This report analyzes the NOAA Storm Database to assess which types of events are most harmful to population health and which have the greatest economic consequences. For both, the data is limited to the United States and cover the period 1950 through November of 2011 and considers 48 different event types. In order to complete the analysis, significant data cleaning was required and is outlined in the following sections.
Overall, analysis shows that tornados have the most significant impact on population health while floods pose the greatest threat to local economies.
The data used in this analysis can be downloaded here
Load required libraries
This program utilizes functions from the data.table, lubridate, tidyverse, reshape2, and ggplot2 libraries.
File Download
data_in <- fread("https://d396qusza40orc.cloudfront.net/repdata%2Fdata%2FStormData.csv.bz2")

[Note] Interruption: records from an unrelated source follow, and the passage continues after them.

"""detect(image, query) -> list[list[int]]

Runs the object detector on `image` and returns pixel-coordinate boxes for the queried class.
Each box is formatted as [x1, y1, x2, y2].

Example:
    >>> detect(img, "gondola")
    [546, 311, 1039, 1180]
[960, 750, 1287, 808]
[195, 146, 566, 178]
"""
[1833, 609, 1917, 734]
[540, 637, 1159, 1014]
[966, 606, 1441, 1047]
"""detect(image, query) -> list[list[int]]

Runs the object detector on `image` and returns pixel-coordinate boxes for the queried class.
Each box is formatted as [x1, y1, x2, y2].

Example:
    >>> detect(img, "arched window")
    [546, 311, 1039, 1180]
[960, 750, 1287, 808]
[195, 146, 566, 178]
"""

Check data to ensure loaded correctly:
We expect there to be 902,297 rows and 37 columns of data
dim(data_in)
## [1] 902297 37
Select only the fields that will be used in this analysis
df <- select(data_in, EVTYPE, FATALITIES,INJURIES,PROPDMG,PROPDMGEXP,CROPDMG,CROPDMGEXP,BGN_DATE)
Add month and year fields (for optional later analysis)
df$EVT_YEAR <- year(as.Date(df$BGN_DATE, "%m/%d/%Y"))
df$EVT_MTH <- month(as.Date(df$BGN_DATE, "%m/%d/%Y"))
Compute actual property and crop damages
As given, damages are split between two columns: df$PROPDMG and df$PROPDMGEXP for property damages, and df$CROPDMG and df$CROPDMGEXP for crop damages. The actual damage can be computed by muliplying the df$PROPDMG/df$CROPDMG values by a mapped value in the df$PROPDAMEXP/df$CROPDAMEXP field as shown here
givenEXP = c("","-","?","+",0,1,2,3,4,5,6,7,8,"h","H","k","K","m","M","b","B")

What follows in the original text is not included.